In the hollow silence I could hear nothing but my own breathing, my own insignificant footsteps on the gravel – and the faint strains of a whisper. It was soft enough to be imagined, like a song I couldn’t get out of my head.
But as my feet continued to move, the strains grew louder. It buzzed blearily in my ears and turned my attention to the only break in the sheets of glass: an old, rusted gate.
It stood out blandly against the new buildings beside it, gray tendrils of steel twisted in an intricate design. A chill touched my spine.
I peered through the thick tendrils. A broken swing set, the remains of a slide and a gravelly sandpit were all that remained of a playground. The park shared the same lack of color as the rest of the city. Everything was a mottled, windswept gray, only occasionally flecked with the brilliance of the sunset.
The buzz had turned into notes. A jumble of half mumbled, half hummed words made me stand on tiptoe and clutch the gate in an attempt to see where it was coming from.
But as my small fingers curled round the cold iron, I felt it move forward. I let go and stood back hastily.
It swung open, creaking ominously.
A little girl sat cross-legged in the sandpit. She rocked back and forth, long black hair swishing with the motion. I took a tentative step forward. She didn’t seem to notice. Perhaps she was too busy scooping up sand and letting it siphon through outstretched fingers.
I stepped closer still. A threadbare peach dress hung limply on her body, which was bony and almost under-developed. The dress was frilly and childish, and I could imagine being forced to wear it to a party.
I took another step.
Then another. 
The girl’s fingers raked through the sand in an unending cycle. They were small, frail like the rest of her.
With another step I noticed her hair was completely masking her face. The long black curtain swung in front of her nose, never showing any skin.
The little girl hypnotized me. Maybe it was the swaying motion or the fact that the song she was humming sounded slightly familiar, or perhaps her strange appearance.
Even her skin seemed weird, as though she had bad sunburn. But that couldn’t be it – her skin looked as lifeless as everything around it.

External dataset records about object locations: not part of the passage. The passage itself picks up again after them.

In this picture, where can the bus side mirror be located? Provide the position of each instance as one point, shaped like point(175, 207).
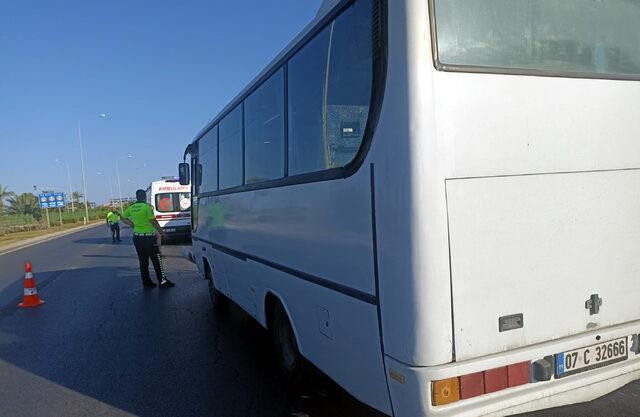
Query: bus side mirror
point(183, 172)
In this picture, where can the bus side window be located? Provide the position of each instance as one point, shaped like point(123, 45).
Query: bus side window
point(329, 88)
point(206, 179)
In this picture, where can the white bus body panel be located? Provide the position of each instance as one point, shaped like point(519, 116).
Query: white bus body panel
point(540, 246)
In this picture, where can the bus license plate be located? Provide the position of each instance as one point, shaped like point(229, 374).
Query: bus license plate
point(591, 357)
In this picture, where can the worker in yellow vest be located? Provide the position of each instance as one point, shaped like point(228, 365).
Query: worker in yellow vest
point(141, 218)
point(113, 221)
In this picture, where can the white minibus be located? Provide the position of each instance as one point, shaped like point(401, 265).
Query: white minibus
point(437, 203)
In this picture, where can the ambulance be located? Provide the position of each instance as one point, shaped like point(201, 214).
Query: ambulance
point(172, 207)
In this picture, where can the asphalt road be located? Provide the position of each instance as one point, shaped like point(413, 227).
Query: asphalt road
point(103, 346)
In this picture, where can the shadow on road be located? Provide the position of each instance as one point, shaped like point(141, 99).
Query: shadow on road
point(102, 241)
point(150, 352)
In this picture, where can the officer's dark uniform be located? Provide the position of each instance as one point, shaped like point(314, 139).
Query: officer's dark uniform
point(144, 238)
point(113, 220)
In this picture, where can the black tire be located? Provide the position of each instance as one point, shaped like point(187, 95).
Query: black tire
point(219, 301)
point(293, 365)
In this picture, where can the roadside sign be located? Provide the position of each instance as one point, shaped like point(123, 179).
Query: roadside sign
point(52, 200)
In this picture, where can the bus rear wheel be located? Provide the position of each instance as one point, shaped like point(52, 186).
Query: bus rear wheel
point(292, 364)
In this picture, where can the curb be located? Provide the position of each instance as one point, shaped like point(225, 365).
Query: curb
point(45, 238)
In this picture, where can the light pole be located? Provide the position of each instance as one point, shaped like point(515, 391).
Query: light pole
point(73, 208)
point(118, 174)
point(110, 186)
point(84, 182)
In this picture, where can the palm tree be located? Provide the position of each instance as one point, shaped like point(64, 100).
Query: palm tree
point(26, 203)
point(4, 194)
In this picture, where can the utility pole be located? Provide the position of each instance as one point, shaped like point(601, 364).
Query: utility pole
point(84, 182)
point(73, 208)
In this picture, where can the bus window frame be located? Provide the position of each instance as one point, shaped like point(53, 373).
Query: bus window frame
point(526, 72)
point(379, 39)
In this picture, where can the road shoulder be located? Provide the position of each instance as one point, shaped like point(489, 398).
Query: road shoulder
point(11, 247)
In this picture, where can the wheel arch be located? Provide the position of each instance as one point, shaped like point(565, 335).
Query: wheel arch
point(270, 299)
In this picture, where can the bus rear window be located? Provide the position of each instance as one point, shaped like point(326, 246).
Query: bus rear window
point(173, 202)
point(592, 37)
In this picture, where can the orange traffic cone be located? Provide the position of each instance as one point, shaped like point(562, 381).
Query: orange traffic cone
point(30, 298)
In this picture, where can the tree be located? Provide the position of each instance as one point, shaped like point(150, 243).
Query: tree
point(4, 194)
point(26, 203)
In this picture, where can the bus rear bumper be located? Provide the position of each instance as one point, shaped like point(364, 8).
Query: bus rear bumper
point(410, 387)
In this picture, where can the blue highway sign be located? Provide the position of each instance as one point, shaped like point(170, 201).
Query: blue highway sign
point(52, 200)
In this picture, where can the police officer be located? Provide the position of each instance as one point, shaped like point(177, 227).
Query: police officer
point(113, 221)
point(141, 218)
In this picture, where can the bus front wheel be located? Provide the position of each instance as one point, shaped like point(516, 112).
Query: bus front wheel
point(291, 362)
point(218, 299)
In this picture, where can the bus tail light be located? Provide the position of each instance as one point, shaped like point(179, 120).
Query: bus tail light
point(471, 385)
point(495, 379)
point(446, 391)
point(519, 374)
point(451, 390)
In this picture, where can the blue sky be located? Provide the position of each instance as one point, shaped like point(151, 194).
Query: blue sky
point(159, 70)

I swallowed and stepped ever closer.
A piercing crack tore me from my trance. Something stabbed into the sole of my foot and I cried out in pain. Through the tears in my eyes, I slowly looked down at my foot.
A jagged piece of porcelain stuck out of the soft flesh. The half-smashed head of a porcelain doll lay inches from my foot, covered in blood. Its nose, right eye and cheek were smashed beside the otherwise perfect face. The remaining eye gleamed. I began shaking.
I looked at the girl.
She had stopped humming. In one swift movement, her head snapped up, sending hair flying in all directions.
I screamed. Pale red skin stretched taught over a small skull. Her eyes, pouchy and swollen, seemed to burst out of their sockets, not white but blood red with ice blue irises.
Blackened, cracked lips peeled back in a mad yell that came out as a strangled gurgle. Blood dribbled out of her mouth, leaking over and between sharp black teeth. It trickled down her chin, seeping into the collar of her party dress.
I moved before she had the chance to twitch. I turned on my heel and ran. Gurgling screams followed me. Pain thudded in my foot as I ran, but I couldn’t stop. Bloody footprints mapped my path.
I bounded up the hill. The cries receded until I couldn’t hear them anymore. At the top of the hill I stopped. My legs were shaking. I could hardly breathe. I turned slowly around to look back at the city.
Where the street started and the grass began, stood a little girl in a peach party dress. Hair flew around her head, seeming to crackle with static. In the distance thunder rumbled.
Our eyes connected. For a second I was bound again by the strange girl. The breath was knocked out of my body.
For that second that we looked at each other – I felt my heart stop.
And then I was running down the hill. Sprinting. Somewhere on the downward slope I tripped. I lost all footing and flew through the air. Pain shuddered through my body once again as my head connected with a boulder, and the last thing I saw was a blur of green, slowly fading to black.